For many taken off the streets, being placed in one of the three city hotels being used during the first lockdown made it feel like they were part of a “community,” according to Lauren, which could make moving onto more permanent accommodation afterwards difficult.
This is why the floating team does not just put rough sleepers in a home and leave them to it but make sure they get the support to avoid a return to their previous lifestyle, however long it takes.
Lauren added: “It’s one thing putting them into their own space but they realise they’re really lonely, so it’s trying to get them involved in their communities. If they like art, are there any art courses they can do? Although with restrictions it’s not been the easiest thing.
“But there’s a fine line with doing everything for someone. We found when people were in hotels they were fed three meals a day, had (drug and alcohol addiction) support from Aspire and a mental health nurse.

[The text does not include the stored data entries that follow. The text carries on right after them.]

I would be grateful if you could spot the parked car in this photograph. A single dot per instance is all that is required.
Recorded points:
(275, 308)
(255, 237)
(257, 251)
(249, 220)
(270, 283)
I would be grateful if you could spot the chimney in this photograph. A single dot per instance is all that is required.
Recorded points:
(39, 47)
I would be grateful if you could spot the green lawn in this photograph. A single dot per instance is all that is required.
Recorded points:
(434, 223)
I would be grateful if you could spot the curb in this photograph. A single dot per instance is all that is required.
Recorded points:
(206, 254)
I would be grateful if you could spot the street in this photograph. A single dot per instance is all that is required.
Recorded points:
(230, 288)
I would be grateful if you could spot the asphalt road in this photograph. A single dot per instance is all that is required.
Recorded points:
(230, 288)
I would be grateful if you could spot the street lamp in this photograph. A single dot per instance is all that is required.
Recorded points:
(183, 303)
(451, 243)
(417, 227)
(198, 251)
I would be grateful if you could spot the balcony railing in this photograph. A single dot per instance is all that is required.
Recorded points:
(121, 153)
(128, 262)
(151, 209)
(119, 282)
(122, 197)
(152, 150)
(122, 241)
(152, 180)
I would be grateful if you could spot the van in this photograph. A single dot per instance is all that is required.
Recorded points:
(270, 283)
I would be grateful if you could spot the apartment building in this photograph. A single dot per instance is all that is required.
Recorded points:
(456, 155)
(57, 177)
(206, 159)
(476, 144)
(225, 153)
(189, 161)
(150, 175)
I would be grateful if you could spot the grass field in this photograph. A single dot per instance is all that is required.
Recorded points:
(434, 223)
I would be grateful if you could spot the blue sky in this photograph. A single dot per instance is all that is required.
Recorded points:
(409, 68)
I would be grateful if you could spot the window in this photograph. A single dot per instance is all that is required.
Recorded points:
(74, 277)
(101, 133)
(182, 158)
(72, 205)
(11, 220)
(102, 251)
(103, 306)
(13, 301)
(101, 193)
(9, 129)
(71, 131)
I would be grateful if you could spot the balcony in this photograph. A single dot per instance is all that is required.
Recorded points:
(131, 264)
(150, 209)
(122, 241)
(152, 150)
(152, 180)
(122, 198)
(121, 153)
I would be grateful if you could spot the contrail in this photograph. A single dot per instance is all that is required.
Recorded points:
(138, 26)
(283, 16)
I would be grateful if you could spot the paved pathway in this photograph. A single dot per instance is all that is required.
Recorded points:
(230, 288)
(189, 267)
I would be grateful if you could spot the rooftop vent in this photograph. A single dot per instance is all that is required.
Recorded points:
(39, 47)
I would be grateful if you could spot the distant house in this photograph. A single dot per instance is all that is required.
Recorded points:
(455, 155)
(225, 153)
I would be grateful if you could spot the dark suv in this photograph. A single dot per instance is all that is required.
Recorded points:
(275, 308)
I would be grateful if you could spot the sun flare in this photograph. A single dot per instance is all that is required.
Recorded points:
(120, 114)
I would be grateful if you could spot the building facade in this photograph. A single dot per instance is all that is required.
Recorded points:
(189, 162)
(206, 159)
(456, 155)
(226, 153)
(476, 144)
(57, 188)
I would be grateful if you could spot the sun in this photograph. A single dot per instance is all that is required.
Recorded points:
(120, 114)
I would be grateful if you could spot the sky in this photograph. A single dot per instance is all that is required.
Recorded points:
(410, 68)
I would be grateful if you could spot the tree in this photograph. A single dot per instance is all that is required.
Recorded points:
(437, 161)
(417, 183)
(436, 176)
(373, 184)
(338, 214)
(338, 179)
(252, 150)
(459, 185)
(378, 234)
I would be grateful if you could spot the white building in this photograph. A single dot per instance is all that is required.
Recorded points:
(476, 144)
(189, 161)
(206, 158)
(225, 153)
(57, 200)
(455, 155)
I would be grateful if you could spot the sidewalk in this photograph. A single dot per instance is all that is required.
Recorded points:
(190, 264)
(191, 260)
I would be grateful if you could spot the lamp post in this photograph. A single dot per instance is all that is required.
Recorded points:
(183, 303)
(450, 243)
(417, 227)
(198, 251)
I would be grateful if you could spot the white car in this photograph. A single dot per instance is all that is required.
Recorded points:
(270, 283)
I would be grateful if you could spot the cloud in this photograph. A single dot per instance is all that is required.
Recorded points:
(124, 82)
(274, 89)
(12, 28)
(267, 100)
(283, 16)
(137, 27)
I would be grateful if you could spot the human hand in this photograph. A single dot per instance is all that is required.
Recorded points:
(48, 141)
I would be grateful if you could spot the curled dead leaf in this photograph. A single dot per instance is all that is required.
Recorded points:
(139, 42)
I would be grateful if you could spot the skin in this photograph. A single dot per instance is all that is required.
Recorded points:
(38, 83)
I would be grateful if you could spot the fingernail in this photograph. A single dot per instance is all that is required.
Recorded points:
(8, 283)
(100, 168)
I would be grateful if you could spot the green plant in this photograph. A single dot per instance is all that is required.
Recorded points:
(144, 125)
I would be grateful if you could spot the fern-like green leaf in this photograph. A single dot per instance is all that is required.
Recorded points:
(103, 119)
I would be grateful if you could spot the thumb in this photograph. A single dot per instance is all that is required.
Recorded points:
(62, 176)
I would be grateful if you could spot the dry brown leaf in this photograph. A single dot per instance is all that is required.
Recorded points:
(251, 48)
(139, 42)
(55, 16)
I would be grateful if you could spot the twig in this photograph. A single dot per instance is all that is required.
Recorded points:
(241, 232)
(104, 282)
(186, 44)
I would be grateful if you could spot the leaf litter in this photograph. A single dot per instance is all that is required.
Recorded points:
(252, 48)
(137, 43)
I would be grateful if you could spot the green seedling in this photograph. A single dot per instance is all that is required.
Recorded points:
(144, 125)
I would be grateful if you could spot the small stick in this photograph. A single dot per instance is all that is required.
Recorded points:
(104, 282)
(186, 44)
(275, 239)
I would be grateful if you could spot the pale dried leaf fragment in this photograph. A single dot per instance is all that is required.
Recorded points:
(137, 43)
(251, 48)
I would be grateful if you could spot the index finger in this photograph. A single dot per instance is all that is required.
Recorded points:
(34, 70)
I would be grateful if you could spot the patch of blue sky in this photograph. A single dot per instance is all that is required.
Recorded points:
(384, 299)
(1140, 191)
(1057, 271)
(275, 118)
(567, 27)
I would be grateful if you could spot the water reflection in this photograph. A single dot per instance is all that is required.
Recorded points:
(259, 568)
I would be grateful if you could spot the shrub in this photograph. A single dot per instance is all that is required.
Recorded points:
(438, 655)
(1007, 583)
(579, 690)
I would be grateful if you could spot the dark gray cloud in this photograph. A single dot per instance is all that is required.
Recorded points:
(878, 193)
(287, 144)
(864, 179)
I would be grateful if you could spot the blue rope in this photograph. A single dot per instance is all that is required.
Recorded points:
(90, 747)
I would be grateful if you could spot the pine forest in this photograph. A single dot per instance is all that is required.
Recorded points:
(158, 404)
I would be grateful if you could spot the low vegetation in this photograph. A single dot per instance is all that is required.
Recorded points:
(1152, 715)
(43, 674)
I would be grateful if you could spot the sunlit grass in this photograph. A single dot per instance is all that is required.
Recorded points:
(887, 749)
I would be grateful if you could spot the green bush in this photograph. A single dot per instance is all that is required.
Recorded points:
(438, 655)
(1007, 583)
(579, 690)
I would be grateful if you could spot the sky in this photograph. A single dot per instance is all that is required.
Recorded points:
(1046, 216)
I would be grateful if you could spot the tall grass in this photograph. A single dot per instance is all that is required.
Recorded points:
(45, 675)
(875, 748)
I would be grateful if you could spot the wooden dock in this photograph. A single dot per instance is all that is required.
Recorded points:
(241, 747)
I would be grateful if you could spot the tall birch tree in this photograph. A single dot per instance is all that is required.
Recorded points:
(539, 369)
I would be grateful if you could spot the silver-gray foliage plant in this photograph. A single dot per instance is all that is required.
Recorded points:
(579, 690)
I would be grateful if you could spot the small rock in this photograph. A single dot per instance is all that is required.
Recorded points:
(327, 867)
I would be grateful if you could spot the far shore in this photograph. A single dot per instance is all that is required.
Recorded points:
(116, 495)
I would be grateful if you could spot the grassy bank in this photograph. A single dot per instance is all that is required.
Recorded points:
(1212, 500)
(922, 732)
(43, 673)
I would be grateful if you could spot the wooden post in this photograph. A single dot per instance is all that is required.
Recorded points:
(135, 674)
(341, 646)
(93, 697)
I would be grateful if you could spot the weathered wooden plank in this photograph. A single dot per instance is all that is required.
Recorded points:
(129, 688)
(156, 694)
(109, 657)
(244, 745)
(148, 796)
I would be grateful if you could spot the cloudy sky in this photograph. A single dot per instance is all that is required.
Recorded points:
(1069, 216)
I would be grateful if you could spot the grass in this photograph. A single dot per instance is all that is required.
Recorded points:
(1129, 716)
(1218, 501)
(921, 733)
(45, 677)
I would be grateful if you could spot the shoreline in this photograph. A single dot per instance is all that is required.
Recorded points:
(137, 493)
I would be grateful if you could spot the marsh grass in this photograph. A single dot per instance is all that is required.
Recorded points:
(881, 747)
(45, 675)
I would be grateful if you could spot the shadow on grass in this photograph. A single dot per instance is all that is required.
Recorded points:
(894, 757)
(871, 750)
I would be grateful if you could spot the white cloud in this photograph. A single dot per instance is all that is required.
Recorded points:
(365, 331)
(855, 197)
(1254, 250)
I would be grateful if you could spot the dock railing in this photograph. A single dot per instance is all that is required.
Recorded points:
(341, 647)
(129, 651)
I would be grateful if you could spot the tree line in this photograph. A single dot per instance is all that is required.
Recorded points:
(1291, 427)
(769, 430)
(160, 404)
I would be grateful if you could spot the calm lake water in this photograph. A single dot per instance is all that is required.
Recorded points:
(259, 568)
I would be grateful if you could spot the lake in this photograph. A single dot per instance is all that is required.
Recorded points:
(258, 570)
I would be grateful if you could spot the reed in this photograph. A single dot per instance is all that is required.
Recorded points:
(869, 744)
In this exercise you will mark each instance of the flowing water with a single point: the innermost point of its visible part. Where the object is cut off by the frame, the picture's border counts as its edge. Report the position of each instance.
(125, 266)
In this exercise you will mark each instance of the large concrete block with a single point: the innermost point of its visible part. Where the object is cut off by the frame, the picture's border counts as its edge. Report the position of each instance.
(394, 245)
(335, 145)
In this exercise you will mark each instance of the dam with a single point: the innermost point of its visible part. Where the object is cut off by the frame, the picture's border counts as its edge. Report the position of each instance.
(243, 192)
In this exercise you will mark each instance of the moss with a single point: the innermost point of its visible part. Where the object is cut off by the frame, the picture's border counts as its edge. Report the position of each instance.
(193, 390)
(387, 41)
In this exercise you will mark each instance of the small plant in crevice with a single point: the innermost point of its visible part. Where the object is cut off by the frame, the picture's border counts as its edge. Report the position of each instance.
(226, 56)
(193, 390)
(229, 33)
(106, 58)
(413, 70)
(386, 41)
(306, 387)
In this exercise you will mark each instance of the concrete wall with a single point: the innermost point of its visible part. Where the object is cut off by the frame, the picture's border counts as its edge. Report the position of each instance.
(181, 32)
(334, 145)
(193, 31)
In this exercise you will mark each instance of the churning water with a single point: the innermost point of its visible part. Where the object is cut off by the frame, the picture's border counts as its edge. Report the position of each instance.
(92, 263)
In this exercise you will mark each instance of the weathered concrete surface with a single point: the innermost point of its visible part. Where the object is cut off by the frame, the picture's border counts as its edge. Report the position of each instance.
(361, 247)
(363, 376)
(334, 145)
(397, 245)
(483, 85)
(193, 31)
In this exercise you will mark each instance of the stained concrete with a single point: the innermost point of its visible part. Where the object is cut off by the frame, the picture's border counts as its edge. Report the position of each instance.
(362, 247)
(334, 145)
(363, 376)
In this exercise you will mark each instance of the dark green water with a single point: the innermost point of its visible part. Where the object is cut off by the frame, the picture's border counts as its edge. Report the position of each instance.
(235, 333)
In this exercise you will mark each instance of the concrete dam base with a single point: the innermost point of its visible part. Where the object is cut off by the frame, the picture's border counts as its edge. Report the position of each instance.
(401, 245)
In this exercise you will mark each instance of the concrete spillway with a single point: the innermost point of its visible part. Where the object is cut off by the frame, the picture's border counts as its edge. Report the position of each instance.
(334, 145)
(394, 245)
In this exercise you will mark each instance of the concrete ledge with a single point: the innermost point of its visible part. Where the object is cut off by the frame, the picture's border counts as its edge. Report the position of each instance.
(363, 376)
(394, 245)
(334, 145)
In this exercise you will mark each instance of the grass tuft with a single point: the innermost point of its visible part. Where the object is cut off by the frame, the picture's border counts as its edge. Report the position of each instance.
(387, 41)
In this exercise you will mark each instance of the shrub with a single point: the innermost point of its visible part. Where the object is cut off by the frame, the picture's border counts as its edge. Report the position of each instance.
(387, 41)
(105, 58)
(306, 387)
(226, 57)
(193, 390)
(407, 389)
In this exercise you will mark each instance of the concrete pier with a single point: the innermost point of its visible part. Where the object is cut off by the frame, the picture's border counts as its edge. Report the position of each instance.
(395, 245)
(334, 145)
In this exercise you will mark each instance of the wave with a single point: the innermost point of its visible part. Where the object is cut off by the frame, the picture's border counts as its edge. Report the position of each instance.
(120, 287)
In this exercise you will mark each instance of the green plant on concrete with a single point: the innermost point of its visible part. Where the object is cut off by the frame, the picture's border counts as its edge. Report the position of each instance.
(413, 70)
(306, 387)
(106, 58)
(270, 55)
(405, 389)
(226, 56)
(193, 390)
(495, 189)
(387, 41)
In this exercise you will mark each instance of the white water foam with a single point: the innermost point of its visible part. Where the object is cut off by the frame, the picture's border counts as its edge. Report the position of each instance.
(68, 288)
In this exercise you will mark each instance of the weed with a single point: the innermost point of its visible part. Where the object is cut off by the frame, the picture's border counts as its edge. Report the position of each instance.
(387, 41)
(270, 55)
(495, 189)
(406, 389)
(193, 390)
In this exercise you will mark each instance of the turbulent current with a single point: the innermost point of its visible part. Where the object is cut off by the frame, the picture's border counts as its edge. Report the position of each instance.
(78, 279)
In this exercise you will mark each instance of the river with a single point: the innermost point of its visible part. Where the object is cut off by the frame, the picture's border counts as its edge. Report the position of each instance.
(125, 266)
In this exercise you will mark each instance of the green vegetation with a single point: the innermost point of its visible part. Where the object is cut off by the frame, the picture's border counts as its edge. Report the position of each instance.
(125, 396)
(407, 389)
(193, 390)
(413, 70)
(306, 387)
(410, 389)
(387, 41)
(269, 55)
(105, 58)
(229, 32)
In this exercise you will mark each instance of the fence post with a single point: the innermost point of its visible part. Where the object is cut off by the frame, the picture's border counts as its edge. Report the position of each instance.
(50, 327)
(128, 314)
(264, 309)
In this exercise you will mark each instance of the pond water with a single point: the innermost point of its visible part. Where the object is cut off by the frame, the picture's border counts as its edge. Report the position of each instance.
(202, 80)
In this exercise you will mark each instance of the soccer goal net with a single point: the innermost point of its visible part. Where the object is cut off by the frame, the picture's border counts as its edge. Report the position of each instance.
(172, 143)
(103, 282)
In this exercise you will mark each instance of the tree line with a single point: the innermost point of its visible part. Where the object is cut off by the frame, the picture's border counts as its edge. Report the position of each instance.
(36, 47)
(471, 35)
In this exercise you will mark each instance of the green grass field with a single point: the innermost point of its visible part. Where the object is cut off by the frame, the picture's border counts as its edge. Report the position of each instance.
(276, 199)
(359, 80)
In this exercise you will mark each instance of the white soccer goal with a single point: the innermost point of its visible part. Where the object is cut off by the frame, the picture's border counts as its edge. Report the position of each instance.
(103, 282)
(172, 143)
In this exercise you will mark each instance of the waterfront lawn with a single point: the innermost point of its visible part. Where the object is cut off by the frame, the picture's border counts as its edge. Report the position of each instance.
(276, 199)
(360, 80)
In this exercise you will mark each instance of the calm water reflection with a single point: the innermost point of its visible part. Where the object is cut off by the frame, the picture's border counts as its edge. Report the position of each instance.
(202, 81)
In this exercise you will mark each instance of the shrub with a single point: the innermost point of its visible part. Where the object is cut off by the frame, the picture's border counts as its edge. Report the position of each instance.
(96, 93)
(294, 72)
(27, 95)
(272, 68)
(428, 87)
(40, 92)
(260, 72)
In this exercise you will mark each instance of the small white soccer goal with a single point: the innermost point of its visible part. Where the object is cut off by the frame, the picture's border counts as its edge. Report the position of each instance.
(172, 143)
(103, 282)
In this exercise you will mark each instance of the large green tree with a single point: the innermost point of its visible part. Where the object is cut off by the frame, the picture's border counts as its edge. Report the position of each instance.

“It’s trying to give people back independence and getting them to a point where they’re not reliant on a food bank voucher and don’t rely on us to make every phone call. For some people that takes longer.
“We’ve seen positive results. Some people didn’t think they would be in a tenancy as they had failed before. This was amazing to see. With the right care in place they’re now succeeding.”
Light Project Peterborough runs the Garden House in the Cathedral Precincts.
Lauren said staff and volunteers would often help rough sleepers but found that even when in accommodation, some found the transition too difficult and ended up back on the streets.
She is hopeful that the Government funding, which is due to run out at the end of March, will continue with a bid being submitted.
Lauren added: “This is making a big difference. “Homelessness is more than houselessness – you don’t just put people in a house and it goes away. Some have mental health problems, trauma and addictions.
“I believe this is very important work and I’m really passionate about it. We’re always on the end of a phone.“We have had previously some people coming back in to let us know they’re doing really well which is brilliant as you see that whole cycle, and some want to volunteer and want to help other people in the same position.“We have had lots of success stories and it’s a very rewarding project to be part of.”